Trick or Treatment -Written by Edzard Ernst, a professor of complementary medicine, and Simon Singh, an author and science journalist now infamous for being sued by the British Chiropractic Association, this book doesn’t pull any punches. “The Undeniable Facts About Alternative Medicine” is the subtitle. It’s a fantastic read. The book opens with a review of the scientific method with some interesting historical facts. The book then dedicates a chapter each to acupuncture, homeopathy, chiropractic, and herbal medicine. The book concludes with a discussion of placebo therapies and their place in patient care. The appendix includes one-page summaries of dozens of alternative health modalities, with a short summary of their effectiveness. Highly recommended for everyone. Here’s another review from Science-Based Medicine.
How We Know What Isn’t So Why do people believe in the absurd, like homeopathy, despite all evidence? This book will help answer that question. Another good overview of critical thinking, this book outlines how human reason is fallible, and what to do about it. While the books is over 15 years old, it’s still completely relevant. This book will likely force you to consider your own thought processes and beliefs -it did for me.
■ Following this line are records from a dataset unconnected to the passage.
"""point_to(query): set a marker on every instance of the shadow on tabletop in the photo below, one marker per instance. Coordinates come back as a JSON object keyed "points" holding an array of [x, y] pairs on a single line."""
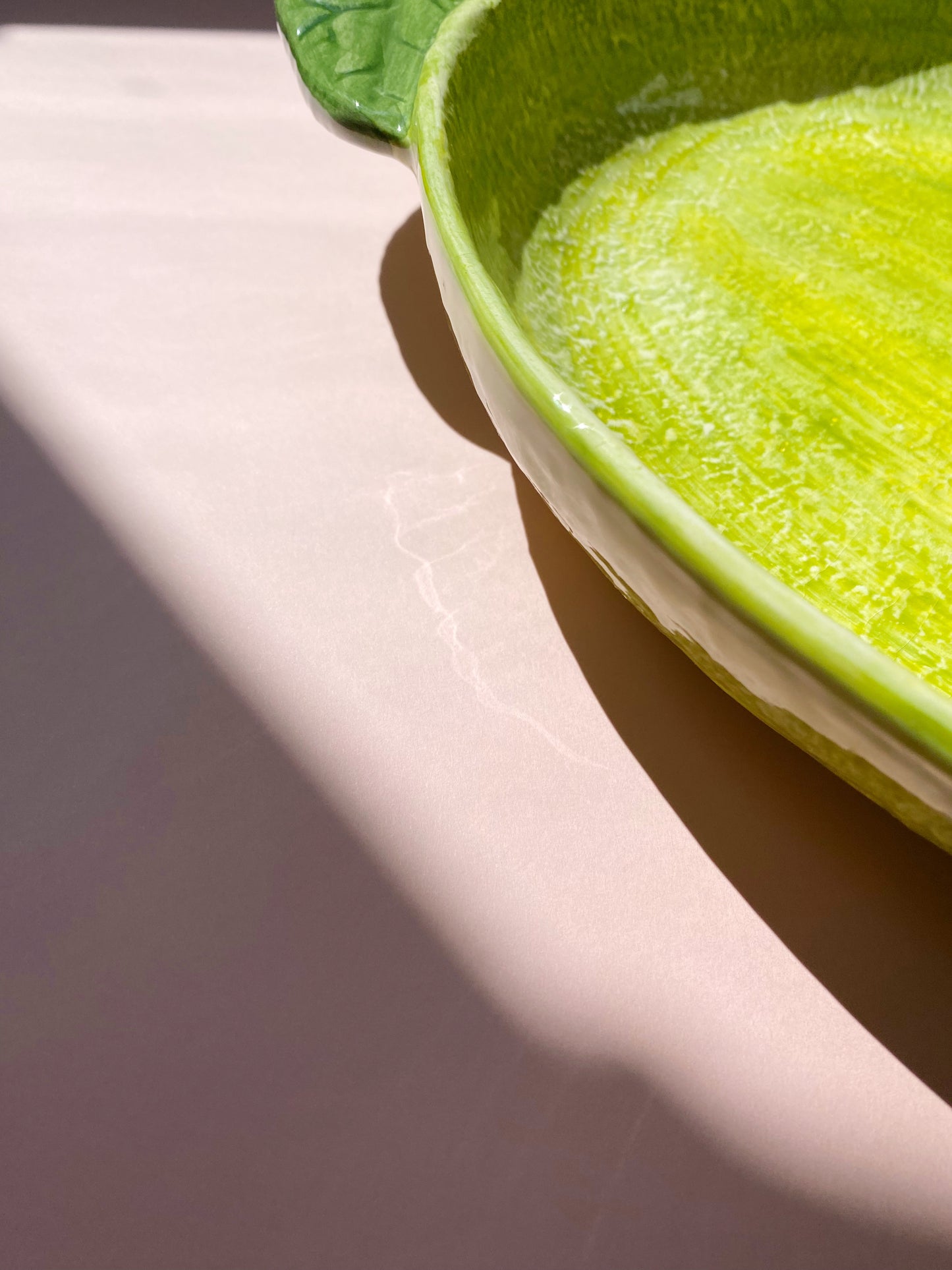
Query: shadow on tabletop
{"points": [[205, 14], [229, 1043], [865, 904]]}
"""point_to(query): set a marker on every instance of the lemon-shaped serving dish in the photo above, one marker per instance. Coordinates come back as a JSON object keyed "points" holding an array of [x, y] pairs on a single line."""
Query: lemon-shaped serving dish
{"points": [[698, 260]]}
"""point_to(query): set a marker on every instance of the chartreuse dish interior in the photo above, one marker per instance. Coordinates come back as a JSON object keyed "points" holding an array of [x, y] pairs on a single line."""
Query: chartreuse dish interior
{"points": [[762, 308]]}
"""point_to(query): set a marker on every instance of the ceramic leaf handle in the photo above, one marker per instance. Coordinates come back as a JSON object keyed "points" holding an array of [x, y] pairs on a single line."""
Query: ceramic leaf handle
{"points": [[361, 60]]}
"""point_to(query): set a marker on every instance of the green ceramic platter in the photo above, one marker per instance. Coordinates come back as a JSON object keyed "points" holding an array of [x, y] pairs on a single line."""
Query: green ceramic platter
{"points": [[781, 511]]}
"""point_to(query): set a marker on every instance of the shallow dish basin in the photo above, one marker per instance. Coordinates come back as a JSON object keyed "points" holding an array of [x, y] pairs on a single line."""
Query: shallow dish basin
{"points": [[698, 260]]}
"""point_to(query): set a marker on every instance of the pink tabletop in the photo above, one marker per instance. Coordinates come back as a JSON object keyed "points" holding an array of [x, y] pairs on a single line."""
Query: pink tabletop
{"points": [[380, 892]]}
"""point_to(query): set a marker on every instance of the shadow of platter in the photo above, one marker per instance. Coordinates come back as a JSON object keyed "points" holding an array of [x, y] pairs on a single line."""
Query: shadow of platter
{"points": [[864, 904], [229, 1043]]}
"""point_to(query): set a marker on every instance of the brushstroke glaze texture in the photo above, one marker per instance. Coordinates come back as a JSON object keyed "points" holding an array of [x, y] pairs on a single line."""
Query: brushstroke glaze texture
{"points": [[515, 101]]}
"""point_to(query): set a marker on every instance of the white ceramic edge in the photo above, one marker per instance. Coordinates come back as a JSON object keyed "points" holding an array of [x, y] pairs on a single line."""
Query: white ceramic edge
{"points": [[679, 602]]}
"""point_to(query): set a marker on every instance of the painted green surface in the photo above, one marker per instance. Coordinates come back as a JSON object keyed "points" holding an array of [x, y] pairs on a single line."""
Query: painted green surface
{"points": [[517, 98], [762, 308], [361, 59]]}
Why People Believe Weird Things – This book by skeptic Michael Shermer, looks at alien abduction, Creationism, psychics, recovered memories, Holocaust, and more. He explores why even well-educated people can hold beliefs that seem utterly baffling to others.
Those are my recommendations for anyone interested in pseudoscience, skepticism, and critical thinking. If you have any related books you’d recommend as a must-read, please list them in the comments. I’m compiling my “to read” list for 2010.